Los Angeles may see professional football once again, as the San Diego Chargers and Oakland Raiders announced plans to build and share a $1.7 billion stadium in Carson if publicly-financed deals to stay in their respective cities fall through.
The teams announced via the Los Angeles Times:
We are pursuing this stadium option in Carson for one straightforward reason: If we cannot find a permanent solution in our home markets, we have no alternative but to preserve other options to guarantee the future economic viability of our franchises … We respect the right of the NFL’s owners to decide on all Los Angeles-related relocation issues and understand that any relocation application that is filed for Los Angeles must obtain the approval of three-fourths of the NFL’s owners.

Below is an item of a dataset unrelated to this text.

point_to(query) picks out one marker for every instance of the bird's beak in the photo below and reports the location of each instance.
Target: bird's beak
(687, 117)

The San Francisco Chronicle reported that a news conference will be held Friday by “Carson2gether,” a group of business and labor leaders. The 168-acre land on which the stadium would be built was owned by Starwood Capital Group.

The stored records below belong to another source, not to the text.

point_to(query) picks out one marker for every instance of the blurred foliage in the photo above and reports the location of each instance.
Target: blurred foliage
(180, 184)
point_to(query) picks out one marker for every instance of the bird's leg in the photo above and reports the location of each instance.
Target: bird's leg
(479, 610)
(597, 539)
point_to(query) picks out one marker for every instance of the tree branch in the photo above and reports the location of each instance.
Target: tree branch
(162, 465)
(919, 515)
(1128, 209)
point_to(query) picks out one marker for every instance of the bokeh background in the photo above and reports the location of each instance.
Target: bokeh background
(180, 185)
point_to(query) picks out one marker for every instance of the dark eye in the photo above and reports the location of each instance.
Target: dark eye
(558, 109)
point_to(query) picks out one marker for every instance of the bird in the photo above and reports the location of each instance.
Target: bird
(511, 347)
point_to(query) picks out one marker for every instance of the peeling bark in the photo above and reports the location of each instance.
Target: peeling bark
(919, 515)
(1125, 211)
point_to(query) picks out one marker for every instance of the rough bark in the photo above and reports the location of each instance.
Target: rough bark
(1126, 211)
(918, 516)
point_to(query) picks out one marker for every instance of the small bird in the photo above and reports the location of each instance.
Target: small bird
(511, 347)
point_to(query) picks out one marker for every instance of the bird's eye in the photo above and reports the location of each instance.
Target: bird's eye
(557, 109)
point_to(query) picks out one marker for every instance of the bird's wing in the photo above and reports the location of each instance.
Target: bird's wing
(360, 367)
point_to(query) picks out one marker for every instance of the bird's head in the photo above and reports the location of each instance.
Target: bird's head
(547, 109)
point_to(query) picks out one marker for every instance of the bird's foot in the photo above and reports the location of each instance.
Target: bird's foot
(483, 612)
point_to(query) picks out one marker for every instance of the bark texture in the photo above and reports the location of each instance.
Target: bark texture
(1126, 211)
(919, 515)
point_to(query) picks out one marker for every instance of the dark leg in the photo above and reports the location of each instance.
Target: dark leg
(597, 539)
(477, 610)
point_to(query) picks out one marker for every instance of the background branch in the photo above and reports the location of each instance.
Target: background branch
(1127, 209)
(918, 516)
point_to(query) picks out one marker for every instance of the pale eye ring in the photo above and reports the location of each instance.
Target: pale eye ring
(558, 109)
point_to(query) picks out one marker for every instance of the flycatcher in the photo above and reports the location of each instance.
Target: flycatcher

San Diego officials are upset with what they perceive as the Chargers’ duplicity, according to the Times. San Diego Mayor Kevin Faulconer charged, “It’s now abundantly clear that while we have been working here in San Diego to create a plan for a new stadium, the Chargers have for some time been making their own plans for moving to Los Angeles. This would amount to abandoning generations of loyal Chargers fans.” George Mitrovich, president of the City Club of San Diego, echoed that the Chargers “engaged in blatant hypocrisy and untruth.”
Only last month, a nine-member committee started discussing a new stadium site for the Chargers.
Oakland officials affected a more sanguine response, according to the Times; Mayor Libby Schaaf quoted Raiders President Marc Badain saying on Thursday that the team believes its “No. 1 priority” is a new stadium in Oakland. Schaaf is against the city subsidizing such a project, but said she “respects” the Raiders’ right to move, adding sardonically, “They have done it before and they will do it again.”
The Raiders have been making noises about moving for some time; Owner Mark Davis told The San Francisco Chronicle a year ago that Oakland was on its “last chance” to hold the Raiders. The Raiders’ discontent was exacerbated by the failure of Colony Capital to bring its plan of a “Coliseum City” plan of football and baseball stadiums and retail shops to fruition. Davis, who has met with officials in San Antonio about moving there, said in December, “We can’t continue to play in that stadium, with the baseball field and all the dirt.”
A third prospect for an NFL team playing in Los Angeles also exists. The St. Louis Rams and Stockbridge Capital Group have discussed building a new 80,000 seat stadium on the site of the old Hollywood Park racetrack in Inglewood. Inglewood Mayor James Butts Jr., whistled in the dark that the proposed Carson project would not hinder his city’s chances of attracting an NFL team. Inglewood City Council members may have a vote early next week to alter Hollywood Park’s plan to construct a stadium.
Back in St. Louis, supporters of building a new stadium for the Rams in St. Louis were undaunted by the Hollywood Park scenario. The Times quoted Dave Peacock, a businessman in charge of the project, saying, “We are very encouraged and thrilled with the progress we’ve made in our NFL riverfront stadium project in St. Louis and anticipate more headway in the weeks ahead.”
The NFL would only say that the league is aware of the machinations of the prospective Los Angeles teams; six owners from the league will evaluate the various options for teams interested in moving to Los Angeles.
The Chargers have played in San Diego for their entire existence except their first year in 1960, when they originated in Los Angeles; the Raiders started in Oakland, moved to Los Angeles between 1982 to 1994, then returned to Oakland. The Rams started in Cleveland in 1936, moved to Los Angeles in 1946, to Orange County between 1980-1994, then to St. Louis in 1995.
If either the Raiders or Chargers move to Los Angeles, according to the Chronicle, the NFL might ask the team to switch conferences.